Just that little act of defiance sent a shiver of anticipation through her, a little frisson of tension that made her feel like anything could happen. Anything and everything.

She glanced up at the man on her right and caught him eyeing her as well. Silent in their secret companionship with only the background sounds of unhappy phone calls and explanations still going on inside the overly warm van, it was like they were magnetically pulled to each other.

“You need anything to make it through the night?” he asked.

Um…sex. Lots of it. “I’ll buy a toothbrush and can sleep in my clothes.” Or naked. She swallowed, her throat dry.

“You can borrow a T-shirt, if you want.”

His voice, with just enough of a timbre of implication, rolled over her, warming her so much that she turned to the rain-streaked windows, tempted to press her cheek against the cool glass. Instead, she let the blur of the Atlanta airport pass by.

Chessie had never had a one-night stand, didn’t do the hookup thing that was considered the norm among many thirty-year-olds. The whole idea was just too damn spontaneous for a planner like her. But this situation was different. Weird. Electrified. Off anything that resembled a plan.

Screw a plan.

No, no. She fought a secret smile and a tingling in her lower half. A plan was not what she wanted to screw tonight.

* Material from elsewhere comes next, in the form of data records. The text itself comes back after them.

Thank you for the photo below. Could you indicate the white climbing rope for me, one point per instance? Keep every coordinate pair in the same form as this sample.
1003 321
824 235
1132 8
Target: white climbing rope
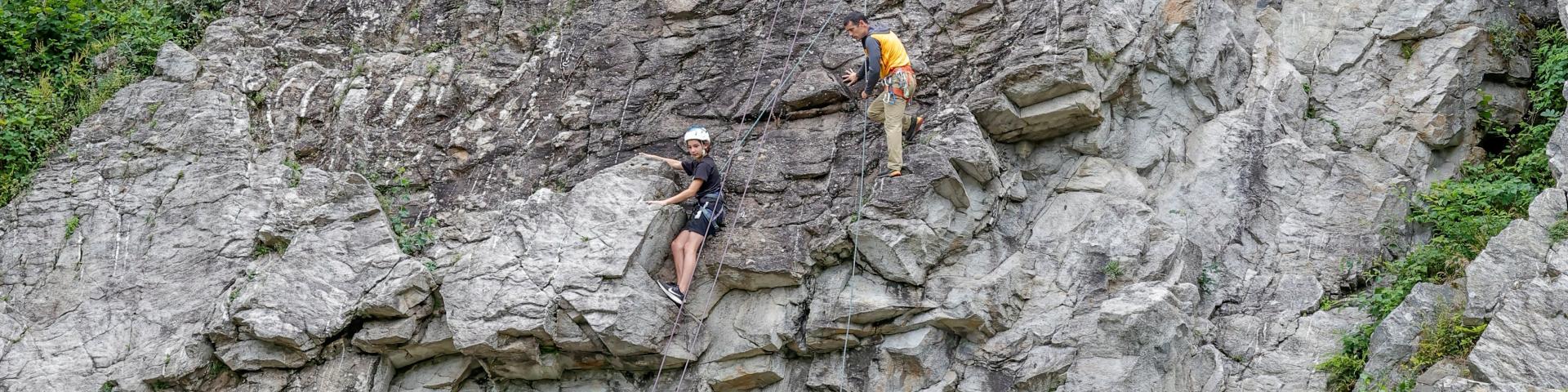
767 109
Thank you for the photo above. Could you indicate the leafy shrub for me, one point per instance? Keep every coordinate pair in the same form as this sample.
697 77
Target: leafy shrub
47 78
1465 214
1344 369
1446 336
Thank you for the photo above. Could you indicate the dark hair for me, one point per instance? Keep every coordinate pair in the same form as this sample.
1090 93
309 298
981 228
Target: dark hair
855 18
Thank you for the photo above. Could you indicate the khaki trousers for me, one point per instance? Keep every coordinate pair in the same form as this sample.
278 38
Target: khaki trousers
893 118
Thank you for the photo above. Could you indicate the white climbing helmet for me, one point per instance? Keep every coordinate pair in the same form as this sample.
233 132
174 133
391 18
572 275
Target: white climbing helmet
697 132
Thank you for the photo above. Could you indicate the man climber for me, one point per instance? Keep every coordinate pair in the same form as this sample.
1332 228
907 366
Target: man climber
707 187
884 54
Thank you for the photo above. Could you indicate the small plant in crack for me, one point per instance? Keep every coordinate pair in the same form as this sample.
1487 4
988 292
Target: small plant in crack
1112 270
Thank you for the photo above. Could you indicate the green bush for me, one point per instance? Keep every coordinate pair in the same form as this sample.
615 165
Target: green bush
47 78
1344 369
1446 336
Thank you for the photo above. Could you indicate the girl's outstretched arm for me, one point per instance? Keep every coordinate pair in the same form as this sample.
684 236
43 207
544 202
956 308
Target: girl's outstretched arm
673 163
681 196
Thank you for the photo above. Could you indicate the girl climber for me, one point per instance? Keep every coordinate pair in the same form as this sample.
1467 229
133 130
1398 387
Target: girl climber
706 185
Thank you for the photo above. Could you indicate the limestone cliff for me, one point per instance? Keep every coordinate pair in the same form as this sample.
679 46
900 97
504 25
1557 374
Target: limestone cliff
438 195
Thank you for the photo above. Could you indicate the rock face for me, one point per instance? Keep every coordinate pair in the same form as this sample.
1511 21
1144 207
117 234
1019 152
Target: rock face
1147 195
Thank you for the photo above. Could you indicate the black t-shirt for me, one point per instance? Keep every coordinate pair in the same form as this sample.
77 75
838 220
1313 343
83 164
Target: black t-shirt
706 172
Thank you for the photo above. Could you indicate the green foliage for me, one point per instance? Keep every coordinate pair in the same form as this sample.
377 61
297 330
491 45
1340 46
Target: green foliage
71 225
1551 69
412 235
264 250
47 78
1094 56
1559 229
1465 214
414 238
1446 336
1344 369
1504 38
1206 278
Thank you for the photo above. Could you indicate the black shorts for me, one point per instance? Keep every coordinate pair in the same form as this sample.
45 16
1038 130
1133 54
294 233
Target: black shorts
707 216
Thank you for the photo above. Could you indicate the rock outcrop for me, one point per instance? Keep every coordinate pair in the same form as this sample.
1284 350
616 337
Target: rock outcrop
1145 195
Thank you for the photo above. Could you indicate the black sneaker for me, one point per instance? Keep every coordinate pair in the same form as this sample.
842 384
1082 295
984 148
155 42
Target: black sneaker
673 292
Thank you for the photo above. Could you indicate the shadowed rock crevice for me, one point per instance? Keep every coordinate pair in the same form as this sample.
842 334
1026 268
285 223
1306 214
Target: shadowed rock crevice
1107 196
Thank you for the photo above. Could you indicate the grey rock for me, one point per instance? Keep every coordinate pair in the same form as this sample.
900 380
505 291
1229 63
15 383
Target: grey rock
1523 341
1517 255
176 65
1109 196
1396 337
439 373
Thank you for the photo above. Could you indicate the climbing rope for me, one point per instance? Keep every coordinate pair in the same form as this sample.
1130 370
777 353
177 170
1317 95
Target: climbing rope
855 243
767 109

“Here we are,” Mal said, shifting slightly in his seat, making her unable to think about anything except how his leg felt pressed against her. It was hard, thick, and strong. She’d never really thought about a man’s leg before. She was a shoulder and biceps kind of girl. But his leg…

Lust had clearly fried her motherboard.

He met her look with the slightest hint of amusement in his dark eyes. Like he knew something about her that even she didn’t know. That was part of his appeal, she noticed. Always a very subtle, tacit hint that he knew what she was thinking.

And she was thinking about legs. And…other parts.

She let out a sigh as the van pulled under the hotel overhang, the lights of the lobby looking warm and inviting on the cool, December night.

“You okay?” Mal asked, leaning close to her ear so his breath fluttered some of her hair and launched a landslide of goose bumps.

“Yeah, sure. I mean…” She wet her lips and looked up at him. “Are you?”

They were dancing around the obvious. Are we doing this or not?

He broke into a slow grin that made her stomach feel like a butterfly garden during a windstorm. “Define okay, Francesca.”

And did he have to say her much-hated name in a way that sounded like a warm breeze over flower petals? She wanted him to say it again and again, in her ear, against her mouth, as he got on top of her and—

“Out to the right, please,” the driver barked as he stopped the van and silenced her thoughts.

Blood thrummed in her head as she waited her turn to climb out from the corner at the way back, but Mal was on her right, so he had to go first, giving her a bird’s-eye view of his ass in jeans.